But long distance runners do 90% of their running at a very slow pace, and two 
hours a day, when used to it, is not so hard. (Although its a total balls ache 
going out for the afternoon run.)
There's very few runners end up long term injured. Footballers, tennis players, 
cricketers are much more likely to be injured.

I find it depressing. Theres no mystique, if you are good just get out and run. 
We should be kicking Kenyan ass, not whining about funding, coaches or whatever 
shit reasons that don't exist.

On 27 Jul 2012, at 16:04, "Eric B" 
<[email protected]<mailto:[email protected]>> wrote:

thats a LOT of training. I wonder what the wear and tear is?

I reminds me of my chiropractor 2-3 years ago. we were talking about tennis and 
he predicted that Nadal
would be out injured a lot, he could see it on his style of playing and the way 
he moved around. It had a distinct lack
of "flow" to it. he also mentioned the flowing way Federer was moving around 
and said he would be OK. I think his
point has been proven?

On Fri, Jul 27, 2012 at 12:00 PM, Nigel Barber 
<[email protected]<mailto:[email protected]>> wrote:
You should be a coach, Dave. Born to it.


Nigel.


On 26 July 2012 23:39, dave walmsley 
<[email protected]<mailto:[email protected]>> wrote:

> Betty - struggling to read these digests on the blower, but if you are
> suggesting some sort of ladies/beer/curry evening, then how could one
> possibly refuse?
>
> Marathon running - indeed, half the problem is that these crappy,
> contrived minority events take away some talented youth, but feckin ell, i
> know its boring, but when all you need to do is run for 2 hours/day and
> you'd be in our Olympic team, you'd think someone half decent would be
> prepared to do it?
>
> I think its true to say There's not one person today would get in the UK
> top 20 of the early 80s.
> Fuck me, I run 2 hours/day, then do a long days work then do my family
> role.
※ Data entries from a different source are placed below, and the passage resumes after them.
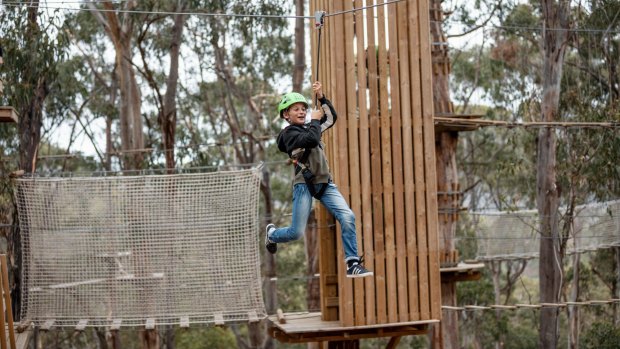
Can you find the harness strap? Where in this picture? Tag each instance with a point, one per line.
(306, 173)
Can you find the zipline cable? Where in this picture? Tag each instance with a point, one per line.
(319, 17)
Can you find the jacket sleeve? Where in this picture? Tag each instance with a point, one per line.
(294, 137)
(329, 119)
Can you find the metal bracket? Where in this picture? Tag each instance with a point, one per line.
(319, 16)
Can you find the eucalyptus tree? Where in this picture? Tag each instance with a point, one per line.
(242, 61)
(33, 47)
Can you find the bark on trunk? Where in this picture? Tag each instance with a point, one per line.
(555, 16)
(168, 116)
(29, 130)
(447, 179)
(120, 33)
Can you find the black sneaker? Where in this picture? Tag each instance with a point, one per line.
(271, 246)
(358, 271)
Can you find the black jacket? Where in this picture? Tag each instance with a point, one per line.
(295, 138)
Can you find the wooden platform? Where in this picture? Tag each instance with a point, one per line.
(7, 114)
(308, 327)
(462, 272)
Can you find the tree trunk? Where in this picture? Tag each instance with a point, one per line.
(168, 116)
(555, 17)
(29, 130)
(616, 293)
(447, 178)
(131, 120)
(300, 47)
(120, 33)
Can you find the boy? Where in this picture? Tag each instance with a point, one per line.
(302, 142)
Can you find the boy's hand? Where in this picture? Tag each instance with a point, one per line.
(318, 89)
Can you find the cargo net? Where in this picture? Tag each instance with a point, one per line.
(139, 250)
(515, 235)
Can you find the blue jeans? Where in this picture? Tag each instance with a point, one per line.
(335, 204)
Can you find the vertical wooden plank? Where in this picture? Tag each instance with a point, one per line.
(429, 159)
(376, 163)
(7, 299)
(354, 151)
(401, 114)
(341, 166)
(418, 173)
(364, 144)
(408, 166)
(386, 157)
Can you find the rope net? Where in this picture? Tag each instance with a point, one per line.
(515, 235)
(167, 249)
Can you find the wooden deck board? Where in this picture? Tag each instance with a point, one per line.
(308, 327)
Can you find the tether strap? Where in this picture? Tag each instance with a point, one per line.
(309, 176)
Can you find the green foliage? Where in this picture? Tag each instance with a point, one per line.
(209, 337)
(601, 335)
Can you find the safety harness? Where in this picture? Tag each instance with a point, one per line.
(300, 165)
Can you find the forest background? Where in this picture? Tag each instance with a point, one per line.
(158, 85)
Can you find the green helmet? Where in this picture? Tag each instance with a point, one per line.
(290, 99)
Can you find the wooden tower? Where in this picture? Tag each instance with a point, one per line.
(376, 67)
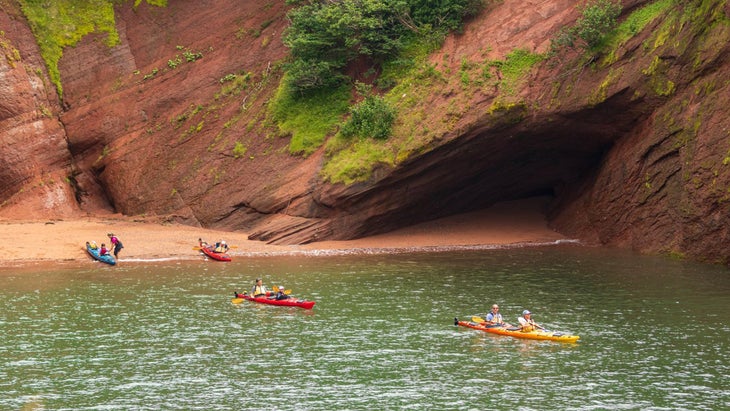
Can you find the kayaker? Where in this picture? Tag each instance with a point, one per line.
(116, 244)
(221, 247)
(526, 322)
(258, 289)
(280, 295)
(495, 318)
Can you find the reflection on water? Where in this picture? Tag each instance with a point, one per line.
(653, 333)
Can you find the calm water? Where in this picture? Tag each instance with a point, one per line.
(654, 334)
It's not that hard.
>
> A mate of mine, a fat bastard in his 30s,  who'd never run before, shed a
> load of weight and put in the miles and he's ranked about 6 or 7th in the
> country.
>
> The runners of the 70's/80's were school teachers, pipe fitters. No
> grants, no time off work. No high altitude African training camps. No
> nutritionists or other charlatans.
>
> Because, all you have to do is put on a pair of pumps and run a lot.
>
> Hard working, dedicated "Team GB"? Don't make me laff.